- Born: 2 March 1845 Dublin, Ireland
- Died: 18 November 1938 (aged 93) Heidelberg, Gauteng, South Africa
- Known for: botanical painting

= Marianne Fannin =

Irish botanical artist

Marianne or Edda Fannin (2 March 1845 – 18 November 1938) was an Irish botanical artist, known for her work painting the flora of South Africa. She was regarded as one of the principle South African botanical artists of her time.

==Life==
Marianne Edwardine Fannin was born in Dublin on 2 March 1845, the daughter of Thomas and Ellen Fannin. When Fannin was a few months old, her family emigrated from Dublin to Cape Colony. Initially they lived on the Cape of Good Hope. They then took up residence on the Dargle, a tributary of the Umgeni River, and it was named after the River Dargle near Dublin by Fannin's father. The local district is now known by the name Dargle.

Fannin first married the Reverend Eustace Wilberforce Jacob in 1869. The couple travelled to England in 1871, with Jacob dying soon after their arrival. Fannin remained in England for a period, studying music and painting. She returned to South Africa in 1875. From 1878, she lived in Transvaal, marrying the Reverend Alfred Roberts in 1879 whom she met through a mission party. Roberts later went on to become an archdeacon in the Diocese of Pretoria. The couple lived in Potchefstroom from 1881 to 1896, where they had two sons. Their son, Dr Austin Roberts, went on to become an eminent ornithologist. Fannin was one of the founding member of St. Mary's Diocesan School for Girls, Pretoria, and Roberts served as headmaster of the boys' school St Birinus's. In 1881, during the siege of Pretoria, Fannin returned to the family home in Natal. Fannin died on 18 November 1938, either in Heidelberg, Gauteng, or at New Muckleneuk, Pretoria.

==Artistic career==
Fannin appears to have been a self-taught artist. She was encouraged by her older brother, George Fox Fannin a keen botanist, to study the local flora of South Africa.
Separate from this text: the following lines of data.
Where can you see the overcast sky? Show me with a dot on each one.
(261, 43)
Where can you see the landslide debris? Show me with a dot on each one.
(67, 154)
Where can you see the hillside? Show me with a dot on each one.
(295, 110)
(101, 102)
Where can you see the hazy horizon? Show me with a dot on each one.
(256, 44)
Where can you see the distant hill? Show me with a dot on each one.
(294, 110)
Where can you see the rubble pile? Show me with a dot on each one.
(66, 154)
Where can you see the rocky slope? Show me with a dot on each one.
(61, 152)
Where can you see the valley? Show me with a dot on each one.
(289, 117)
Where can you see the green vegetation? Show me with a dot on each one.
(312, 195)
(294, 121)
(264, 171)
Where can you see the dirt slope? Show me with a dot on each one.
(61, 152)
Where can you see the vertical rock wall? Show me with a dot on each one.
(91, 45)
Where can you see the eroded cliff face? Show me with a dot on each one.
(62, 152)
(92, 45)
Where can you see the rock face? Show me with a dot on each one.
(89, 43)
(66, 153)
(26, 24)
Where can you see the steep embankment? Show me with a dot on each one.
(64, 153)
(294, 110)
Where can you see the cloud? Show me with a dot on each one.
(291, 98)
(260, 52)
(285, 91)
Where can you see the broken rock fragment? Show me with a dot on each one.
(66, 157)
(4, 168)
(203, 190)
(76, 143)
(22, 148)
Their interest lay primarily in orchids and Asclepiadoideae (milkweeds). This interest led to Fannin pressing and painting the plants George collected and sending the illustrations to William Henry Harvey at Trinity College, Dublin. Harvey was so impressed by her paintings, he named an orchid in her honour, crediting her as its discoverer. Around 1869, Fannin painted an album detailing the flowers of Natal. In 1878, Fannin was a member of a mission party led by Bishop Henry Bousfield, and during their journey from Durban to Pretoria Fannin made sketches of the surrounding countryside. Whilst living in Transvaal, Fannin painted wildflowers and landscapes. Her flower paintings are held by the School of Botany, Trinity College, Dublin. Her landscapes are held in private collections in South Africa.

==Eponymous taxa==
- Disperis fanniniae Harv. 1863
- Sisyranthus fanniniae N.E. Br.
- Streptocarpus fanniniae Harv. Ex C. B. Cl.